You’re a novelist of place — location is very important in your books.  What are you working on now? 

I’m finishing my fourth book.  It’s called Off Course, and takes place in the Southern Sierras and Pasadena.  It’s good old literary fiction — or you could say it’s a love story.  It’s taken about three years.

And after that?

I always know what the next one’s going to be — if I don’t have an idea for the next one, I won’t finish this one.  I’m champing at the bit for number five:  “I’ve gotta get this off the desk so I can go on to my real work, the fifth novel.”  I always like the unwritten ones best.

Do you start with the end in mind, or does it unfold?

It unfolds.  I have vague ideas and what always surprises me is that somewhere down the line it starts to look like a book.  I’m working with what are essentially spider webs, the vaguest ideas, and eventually it starts to have its own existence outside of me, and starts making its own demands, and being its own thing — which is never exactly what I wanted.

If a young writer wanted to pursue that calling — besides going to LitFest, of course — what would you recommend to her?

I would just say read all the good old books and plunge in.  Keep at it.  And join a writing group, because they make you put periods at the end of your sentences and make you finish them.  And you get read, and you find out what works and what doesn’t — very important.

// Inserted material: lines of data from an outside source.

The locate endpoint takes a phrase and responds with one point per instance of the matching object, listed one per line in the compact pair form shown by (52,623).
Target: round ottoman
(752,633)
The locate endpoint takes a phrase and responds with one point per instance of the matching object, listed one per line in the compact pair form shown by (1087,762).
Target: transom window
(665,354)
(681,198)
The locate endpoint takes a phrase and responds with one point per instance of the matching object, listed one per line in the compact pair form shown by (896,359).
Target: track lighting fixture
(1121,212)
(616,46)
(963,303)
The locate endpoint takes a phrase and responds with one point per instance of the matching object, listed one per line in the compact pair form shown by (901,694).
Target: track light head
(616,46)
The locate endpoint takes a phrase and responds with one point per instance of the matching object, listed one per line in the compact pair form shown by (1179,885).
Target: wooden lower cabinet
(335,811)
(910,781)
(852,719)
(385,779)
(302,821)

What are “the good old books?”

Just the classics, I mean Don Quixote on.  Dickens, Austin, James, Cather, the Brontes, Virginia Woolf, Trollope, Tolstoy.  Chekov, don’t forget Chekov.  And Shakespeare.

Why are you participating in LitFest Pasadena?

I’m actually really excited that Pasadena’s going to have a literary festival.  I know that Jonathan Gold and Jervey Tervalon have been trying to get one going for years — decades.

If a writer can’t give something to her own community  — I don’t know what I’m giving, exactly — but writers need to support and be supported at home and this is like the great opportunity.  I just think it’s really important to support community projects.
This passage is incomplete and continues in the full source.